Former ambassador for women and girls Natasha Stott Despoja has been elected to the United Nations Committee on the Elimination of Discrimination against Women.
Commencing her four-year term in January, Stott Despoja will be the first Australian to serve on the committee in almost 30 years, following Elizabeth Evatt.
The committee was established in 1979 to monitor the implementation of the Convention on the Elimination of all forms of Discrimination against Women.
Consisting of 23 independent experts, the body gives recommendations to states parties on issues related to the elimination of discrimination against women, facilitates inquiries into violations of women’s rights, and reviews communications from individuals and groups submitting claims of violations of rights protected under the convention.
Members also monitor the implementation of the convention through the review of national reports of states parties, and represent CEDAW at national, regional and international events.
Stott Despoja will be the only expert on the committee from the Oceania region.
She has thanked her supporters “wholeheartedly”, including foreign affairs minister Marise Payne, the Department of the Prime Minister and Cabinet, the Department of Foreign Affairs and Trade, the Office for Women, Australia’s ambassador to the UN Mitch Fifield, as well as “diplomats, ministers, friends, colleagues, civil society” and MPs.
This bid saw extraordinary interagency cooperation & goodwill. I thank wholeheartedly @officeforwomen @pmc_gov_au @Dfat @AustraliaUN. Diplomats, Ministers, friends, colleagues, civil society, MPs all played a role in this outcome.

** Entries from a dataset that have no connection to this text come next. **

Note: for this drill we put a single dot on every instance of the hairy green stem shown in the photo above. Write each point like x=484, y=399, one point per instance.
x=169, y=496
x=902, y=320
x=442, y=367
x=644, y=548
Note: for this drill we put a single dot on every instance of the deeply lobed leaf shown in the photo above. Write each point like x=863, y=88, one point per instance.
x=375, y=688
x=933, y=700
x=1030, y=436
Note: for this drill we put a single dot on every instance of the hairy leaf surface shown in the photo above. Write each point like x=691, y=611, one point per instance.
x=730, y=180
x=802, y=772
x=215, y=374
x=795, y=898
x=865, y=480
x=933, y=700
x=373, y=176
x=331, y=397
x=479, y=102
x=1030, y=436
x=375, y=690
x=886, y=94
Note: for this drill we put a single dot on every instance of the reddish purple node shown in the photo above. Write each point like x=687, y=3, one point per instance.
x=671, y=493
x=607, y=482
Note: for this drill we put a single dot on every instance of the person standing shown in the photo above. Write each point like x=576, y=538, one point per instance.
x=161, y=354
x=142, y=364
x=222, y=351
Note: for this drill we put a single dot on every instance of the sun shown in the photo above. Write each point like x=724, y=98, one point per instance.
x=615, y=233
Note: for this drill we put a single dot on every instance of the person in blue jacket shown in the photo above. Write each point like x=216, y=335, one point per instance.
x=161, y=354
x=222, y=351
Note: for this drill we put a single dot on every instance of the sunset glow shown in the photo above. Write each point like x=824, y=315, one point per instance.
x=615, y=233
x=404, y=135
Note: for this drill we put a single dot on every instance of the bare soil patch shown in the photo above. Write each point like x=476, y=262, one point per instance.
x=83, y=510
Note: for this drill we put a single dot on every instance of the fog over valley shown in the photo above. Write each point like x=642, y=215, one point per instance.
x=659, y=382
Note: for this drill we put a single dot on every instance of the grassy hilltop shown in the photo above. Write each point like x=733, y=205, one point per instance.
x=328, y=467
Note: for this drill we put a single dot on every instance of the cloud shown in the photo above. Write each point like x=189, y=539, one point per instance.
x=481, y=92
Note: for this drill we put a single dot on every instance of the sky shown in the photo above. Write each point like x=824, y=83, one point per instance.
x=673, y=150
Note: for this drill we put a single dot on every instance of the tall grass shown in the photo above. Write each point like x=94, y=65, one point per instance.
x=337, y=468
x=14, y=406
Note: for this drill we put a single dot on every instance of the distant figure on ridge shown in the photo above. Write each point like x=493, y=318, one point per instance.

Thank you for yr hard work, passion & faith in me
— Natasha Stott Despoja (@NStottDespoja) November 9, 2020
Stott Despoja has formerly served as a senator for South Australia and as leader of the Australian Democrats, making her the youngest woman to enter the Australian Federal Parliament and the longest-serving Democrat senator in the party’s history.
She was Australia’s ambassador for women and girls from 2013 to 2016, and is currently chair of Our Watch — an organisation which focuses on the prevention of violence against women and children.
Stott Despoja has also served as a member of the World Bank’s Gender Advisory Council, the UN High Level Working Group on Health and Human Rights of Women, Children and Adolescents, and has represented Australia at key international forums including at several sessions of the UN Commission on the Status of Women.
In September she also voiced support for a campaign calling for more women to stand for local government in the recent Victorian council elections.
Payne noted Stott Despoja’s candidacy was supported by the federal government following an open, merit-based selection process.
“It builds on Australia’s global leadership in advancing women’s rights and demonstrates Australia’s commitment to eliminating discrimination against women and girls in Australia and globally,” she said.
“Australia has a proud record of advocacy on gender equality with a focus on ending violence against women and girls, promoting women’s economic empowerment, and enhancing women’s leadership choices.
“Australia’s role as vice-chair of the Bureau of the Commission on the Status of Women and our recent membership of the Human Rights Council and the Executive Board of UN Women, underlines our commitment to promoting and protecting women’s rights in Australia and across the world.”